Kapitalist bir sistemde bireycilik temeldir, bir şirket de kazancını maksimize etmek ve işyerini büyütmek zorundadır. Bu acımasız rekabette ürünleri ucuza almak ve işçi ücretlerini düşük tutmak esastır. Yoksa rekabet gücü kazanamaz, ayakta kalamazsınız.

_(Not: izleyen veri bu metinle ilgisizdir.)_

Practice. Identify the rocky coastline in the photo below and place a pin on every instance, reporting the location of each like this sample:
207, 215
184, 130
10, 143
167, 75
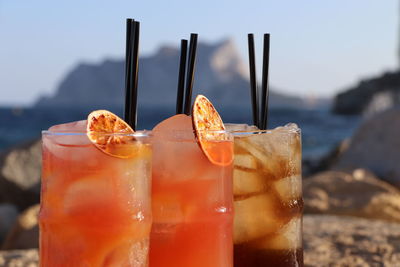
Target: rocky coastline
352, 202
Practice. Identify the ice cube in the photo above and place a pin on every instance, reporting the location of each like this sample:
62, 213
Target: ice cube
245, 144
167, 209
288, 188
289, 237
240, 127
275, 151
128, 253
244, 161
84, 195
69, 141
71, 127
254, 218
248, 182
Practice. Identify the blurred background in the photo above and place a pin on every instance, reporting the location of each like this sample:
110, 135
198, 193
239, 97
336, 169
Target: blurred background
61, 60
334, 70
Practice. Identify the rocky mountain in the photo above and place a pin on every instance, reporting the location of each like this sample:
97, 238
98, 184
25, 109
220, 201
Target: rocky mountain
370, 96
221, 75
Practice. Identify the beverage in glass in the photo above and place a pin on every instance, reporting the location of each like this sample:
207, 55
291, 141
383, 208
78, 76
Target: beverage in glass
192, 199
268, 197
95, 207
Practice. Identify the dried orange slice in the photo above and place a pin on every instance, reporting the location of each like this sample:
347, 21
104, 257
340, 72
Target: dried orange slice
209, 130
103, 128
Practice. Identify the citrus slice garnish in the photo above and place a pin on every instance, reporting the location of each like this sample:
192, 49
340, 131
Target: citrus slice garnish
209, 130
108, 132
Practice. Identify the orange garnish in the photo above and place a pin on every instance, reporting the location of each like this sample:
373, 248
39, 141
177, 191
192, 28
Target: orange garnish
102, 127
209, 129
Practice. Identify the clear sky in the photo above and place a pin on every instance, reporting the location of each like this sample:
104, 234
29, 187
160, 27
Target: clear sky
317, 47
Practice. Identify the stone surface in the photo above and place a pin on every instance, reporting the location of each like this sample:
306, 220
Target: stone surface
19, 258
349, 241
375, 146
25, 232
357, 194
20, 169
370, 95
8, 215
328, 241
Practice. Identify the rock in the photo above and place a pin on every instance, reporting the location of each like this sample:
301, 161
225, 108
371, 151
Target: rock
25, 232
370, 96
20, 169
328, 241
358, 194
8, 215
221, 74
349, 241
375, 146
19, 258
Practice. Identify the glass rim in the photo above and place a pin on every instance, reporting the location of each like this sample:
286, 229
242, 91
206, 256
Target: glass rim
136, 133
282, 130
141, 133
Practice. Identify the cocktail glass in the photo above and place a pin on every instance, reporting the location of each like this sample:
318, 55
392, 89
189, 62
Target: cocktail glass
95, 208
268, 197
191, 198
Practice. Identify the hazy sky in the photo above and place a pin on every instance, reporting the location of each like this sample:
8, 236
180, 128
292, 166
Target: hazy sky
317, 47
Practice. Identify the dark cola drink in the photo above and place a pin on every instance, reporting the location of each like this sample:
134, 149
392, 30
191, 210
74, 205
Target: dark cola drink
268, 197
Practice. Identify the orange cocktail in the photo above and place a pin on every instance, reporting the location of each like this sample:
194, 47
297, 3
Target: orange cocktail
95, 207
191, 198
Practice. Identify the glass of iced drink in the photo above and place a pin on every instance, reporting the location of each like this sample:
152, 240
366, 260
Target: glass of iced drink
95, 202
268, 197
191, 197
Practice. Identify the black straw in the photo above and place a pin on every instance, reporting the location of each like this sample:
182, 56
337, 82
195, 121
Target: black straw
131, 72
253, 80
190, 73
134, 74
264, 84
181, 77
128, 49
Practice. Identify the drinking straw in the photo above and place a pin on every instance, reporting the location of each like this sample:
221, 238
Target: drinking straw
264, 83
190, 73
131, 71
127, 70
253, 80
181, 77
134, 73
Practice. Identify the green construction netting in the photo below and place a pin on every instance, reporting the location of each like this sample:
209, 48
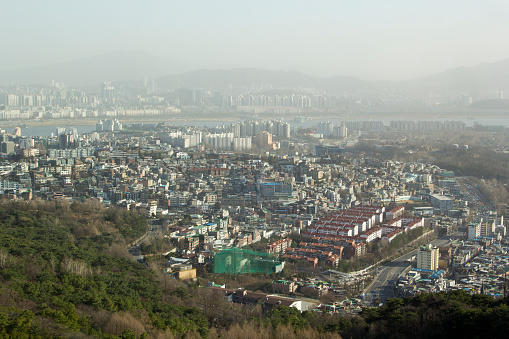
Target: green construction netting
239, 261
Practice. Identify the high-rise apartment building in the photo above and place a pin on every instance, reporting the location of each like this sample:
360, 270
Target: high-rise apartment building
427, 257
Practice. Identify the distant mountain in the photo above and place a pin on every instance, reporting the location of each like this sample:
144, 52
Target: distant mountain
493, 104
115, 66
170, 73
484, 77
246, 77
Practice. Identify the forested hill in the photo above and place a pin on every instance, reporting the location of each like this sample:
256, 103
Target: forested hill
65, 272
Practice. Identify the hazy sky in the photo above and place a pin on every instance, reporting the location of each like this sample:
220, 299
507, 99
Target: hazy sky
373, 40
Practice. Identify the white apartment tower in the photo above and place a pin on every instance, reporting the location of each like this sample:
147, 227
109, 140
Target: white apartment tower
427, 257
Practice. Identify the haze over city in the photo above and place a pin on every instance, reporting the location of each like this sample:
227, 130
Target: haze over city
370, 40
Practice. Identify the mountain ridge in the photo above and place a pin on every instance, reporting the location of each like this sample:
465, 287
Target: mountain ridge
171, 73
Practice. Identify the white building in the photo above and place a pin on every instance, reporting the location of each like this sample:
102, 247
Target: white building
427, 258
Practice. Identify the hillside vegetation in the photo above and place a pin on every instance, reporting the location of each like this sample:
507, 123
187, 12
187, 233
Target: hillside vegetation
65, 272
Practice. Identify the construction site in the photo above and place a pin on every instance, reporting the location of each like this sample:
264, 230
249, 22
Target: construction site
239, 261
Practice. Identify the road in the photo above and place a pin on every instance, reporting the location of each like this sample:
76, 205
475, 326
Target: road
383, 286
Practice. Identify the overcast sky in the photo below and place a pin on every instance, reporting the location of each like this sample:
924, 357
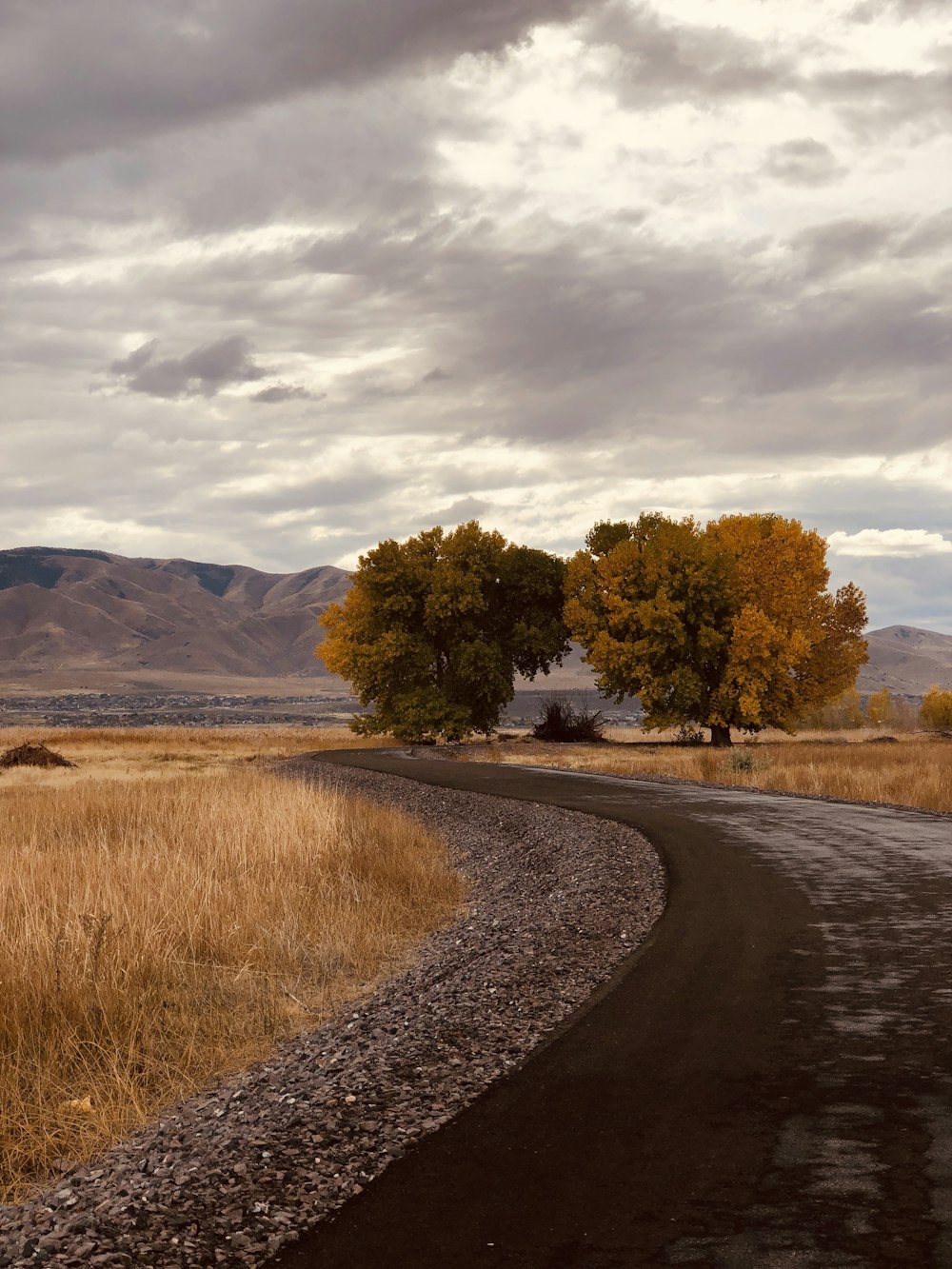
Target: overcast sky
288, 277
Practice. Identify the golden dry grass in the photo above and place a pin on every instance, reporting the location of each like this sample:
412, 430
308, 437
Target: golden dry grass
158, 753
156, 934
916, 772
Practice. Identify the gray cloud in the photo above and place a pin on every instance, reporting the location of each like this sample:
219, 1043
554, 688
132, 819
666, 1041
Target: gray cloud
202, 372
803, 161
665, 61
442, 309
84, 73
281, 392
841, 245
871, 99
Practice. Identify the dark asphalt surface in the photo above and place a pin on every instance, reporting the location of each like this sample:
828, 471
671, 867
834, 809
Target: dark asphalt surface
768, 1084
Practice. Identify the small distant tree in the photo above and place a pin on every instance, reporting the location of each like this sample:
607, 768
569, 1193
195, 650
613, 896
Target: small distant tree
434, 629
725, 625
936, 709
843, 713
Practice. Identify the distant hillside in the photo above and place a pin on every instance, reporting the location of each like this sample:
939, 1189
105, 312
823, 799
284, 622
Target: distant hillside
88, 618
87, 610
906, 660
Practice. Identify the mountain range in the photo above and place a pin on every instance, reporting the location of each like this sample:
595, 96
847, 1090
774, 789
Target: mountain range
84, 618
72, 620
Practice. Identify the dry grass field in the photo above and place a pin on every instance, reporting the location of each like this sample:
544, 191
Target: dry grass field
169, 911
914, 770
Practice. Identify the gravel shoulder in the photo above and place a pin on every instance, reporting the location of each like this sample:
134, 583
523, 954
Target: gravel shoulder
558, 902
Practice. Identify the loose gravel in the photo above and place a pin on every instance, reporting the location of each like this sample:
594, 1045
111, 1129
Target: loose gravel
558, 900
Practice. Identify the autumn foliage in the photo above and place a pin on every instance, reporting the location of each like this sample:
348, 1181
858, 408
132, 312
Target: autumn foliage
726, 625
936, 712
434, 629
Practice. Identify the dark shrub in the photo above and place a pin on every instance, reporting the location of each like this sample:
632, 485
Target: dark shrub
562, 723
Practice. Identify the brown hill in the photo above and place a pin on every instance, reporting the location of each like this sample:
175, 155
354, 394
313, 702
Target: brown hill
87, 618
906, 660
88, 613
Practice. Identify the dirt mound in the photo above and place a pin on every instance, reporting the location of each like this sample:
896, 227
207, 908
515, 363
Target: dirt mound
33, 754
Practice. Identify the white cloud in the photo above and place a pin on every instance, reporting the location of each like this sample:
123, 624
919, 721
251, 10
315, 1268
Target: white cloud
902, 544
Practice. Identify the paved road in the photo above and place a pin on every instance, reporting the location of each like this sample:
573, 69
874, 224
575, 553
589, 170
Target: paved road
769, 1085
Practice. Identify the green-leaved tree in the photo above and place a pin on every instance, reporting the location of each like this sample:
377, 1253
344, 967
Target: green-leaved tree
434, 629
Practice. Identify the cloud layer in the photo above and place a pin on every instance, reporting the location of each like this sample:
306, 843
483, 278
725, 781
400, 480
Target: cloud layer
288, 279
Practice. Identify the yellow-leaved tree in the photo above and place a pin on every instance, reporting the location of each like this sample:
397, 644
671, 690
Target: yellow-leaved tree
434, 629
729, 625
936, 711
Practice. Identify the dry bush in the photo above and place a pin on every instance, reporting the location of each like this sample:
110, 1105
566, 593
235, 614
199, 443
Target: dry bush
156, 936
914, 772
158, 753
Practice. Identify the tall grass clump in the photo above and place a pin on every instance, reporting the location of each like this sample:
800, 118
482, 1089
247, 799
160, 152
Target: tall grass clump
562, 723
158, 936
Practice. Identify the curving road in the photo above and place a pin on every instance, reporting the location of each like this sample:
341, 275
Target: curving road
767, 1085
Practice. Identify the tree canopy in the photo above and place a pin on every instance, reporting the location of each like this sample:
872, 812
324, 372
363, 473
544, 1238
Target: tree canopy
436, 628
726, 625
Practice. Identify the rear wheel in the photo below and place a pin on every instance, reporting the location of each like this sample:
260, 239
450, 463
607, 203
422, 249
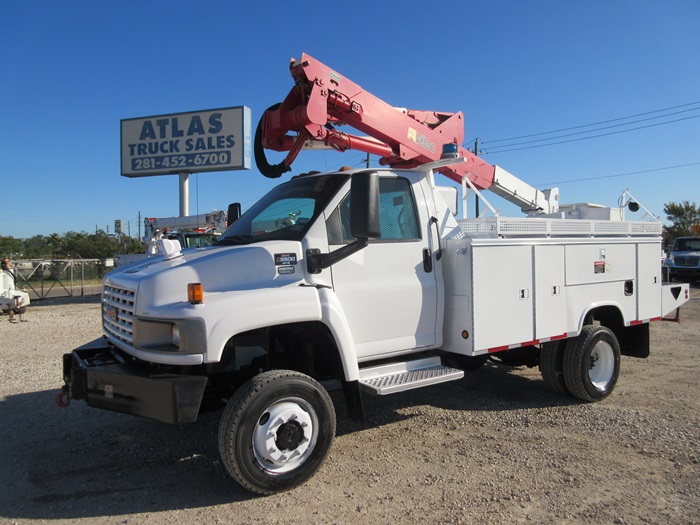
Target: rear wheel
591, 363
276, 431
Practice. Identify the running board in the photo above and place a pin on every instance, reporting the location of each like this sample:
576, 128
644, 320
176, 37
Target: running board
397, 377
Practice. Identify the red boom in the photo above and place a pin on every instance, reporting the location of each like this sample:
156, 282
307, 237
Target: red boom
322, 99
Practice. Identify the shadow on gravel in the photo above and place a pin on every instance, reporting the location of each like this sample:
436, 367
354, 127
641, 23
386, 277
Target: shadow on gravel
81, 462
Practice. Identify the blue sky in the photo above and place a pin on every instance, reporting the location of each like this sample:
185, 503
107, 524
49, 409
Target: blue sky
72, 70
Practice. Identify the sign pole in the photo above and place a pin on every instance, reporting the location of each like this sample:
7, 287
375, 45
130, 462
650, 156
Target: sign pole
184, 194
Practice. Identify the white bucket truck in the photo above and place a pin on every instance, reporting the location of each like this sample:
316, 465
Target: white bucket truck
366, 280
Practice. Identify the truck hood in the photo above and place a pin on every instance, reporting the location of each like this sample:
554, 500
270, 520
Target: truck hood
158, 282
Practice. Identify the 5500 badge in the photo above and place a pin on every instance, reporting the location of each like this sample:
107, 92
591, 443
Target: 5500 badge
285, 263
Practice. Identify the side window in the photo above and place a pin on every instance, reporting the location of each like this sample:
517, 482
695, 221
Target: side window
397, 211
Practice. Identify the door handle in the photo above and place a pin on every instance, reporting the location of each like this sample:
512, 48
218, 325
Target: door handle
438, 254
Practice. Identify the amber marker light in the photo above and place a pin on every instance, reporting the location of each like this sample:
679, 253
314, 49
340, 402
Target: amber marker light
195, 293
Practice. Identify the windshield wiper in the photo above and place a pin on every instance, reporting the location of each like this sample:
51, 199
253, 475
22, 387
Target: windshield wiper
234, 240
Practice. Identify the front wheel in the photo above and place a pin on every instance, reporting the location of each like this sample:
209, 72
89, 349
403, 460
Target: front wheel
276, 431
591, 363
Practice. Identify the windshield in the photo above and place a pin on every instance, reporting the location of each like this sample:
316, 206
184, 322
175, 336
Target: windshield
287, 212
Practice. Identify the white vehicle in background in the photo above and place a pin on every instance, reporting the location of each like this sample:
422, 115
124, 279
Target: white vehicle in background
192, 231
12, 299
683, 261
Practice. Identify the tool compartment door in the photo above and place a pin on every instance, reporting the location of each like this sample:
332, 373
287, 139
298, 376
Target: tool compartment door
503, 296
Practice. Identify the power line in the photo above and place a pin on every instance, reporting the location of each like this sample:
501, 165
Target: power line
596, 123
604, 127
557, 183
590, 137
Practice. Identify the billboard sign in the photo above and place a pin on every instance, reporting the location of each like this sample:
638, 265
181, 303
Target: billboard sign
193, 142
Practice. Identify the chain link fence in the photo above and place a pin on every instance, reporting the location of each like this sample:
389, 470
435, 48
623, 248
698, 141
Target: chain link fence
43, 279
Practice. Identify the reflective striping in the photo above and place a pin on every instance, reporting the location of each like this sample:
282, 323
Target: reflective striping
530, 343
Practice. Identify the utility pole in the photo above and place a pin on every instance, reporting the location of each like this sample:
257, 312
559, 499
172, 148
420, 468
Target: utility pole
476, 197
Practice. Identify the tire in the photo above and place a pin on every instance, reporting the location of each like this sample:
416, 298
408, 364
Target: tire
591, 363
552, 365
276, 431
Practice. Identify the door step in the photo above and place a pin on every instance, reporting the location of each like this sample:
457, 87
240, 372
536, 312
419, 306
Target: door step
397, 377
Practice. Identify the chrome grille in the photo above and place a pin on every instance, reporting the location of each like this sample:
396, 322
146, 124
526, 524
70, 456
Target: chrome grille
118, 312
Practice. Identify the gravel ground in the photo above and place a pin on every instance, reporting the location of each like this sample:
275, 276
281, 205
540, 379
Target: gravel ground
496, 447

Bir patronun klasik düşüncesi ekonomideki organizatörlüğü nedeniyle topluma zaten yeterince yararlı olduğu yolundadır… “Ben zaten bu ülkeye istihdam sağlıyorum. İşyerine aldığım ürünlerle ekonomideki işleyişe katkıda bulunuyorum…” diye düşünür… Her nekadar ucuz girdi sağlayıp, ucuz işgücüyle sermayesini büyütse de, sonunda bu sermaye birikimiyle daha büyük yatırımlarla “sömürdüğü” insanlara ve ülkeye hizmet ettiğine inanır…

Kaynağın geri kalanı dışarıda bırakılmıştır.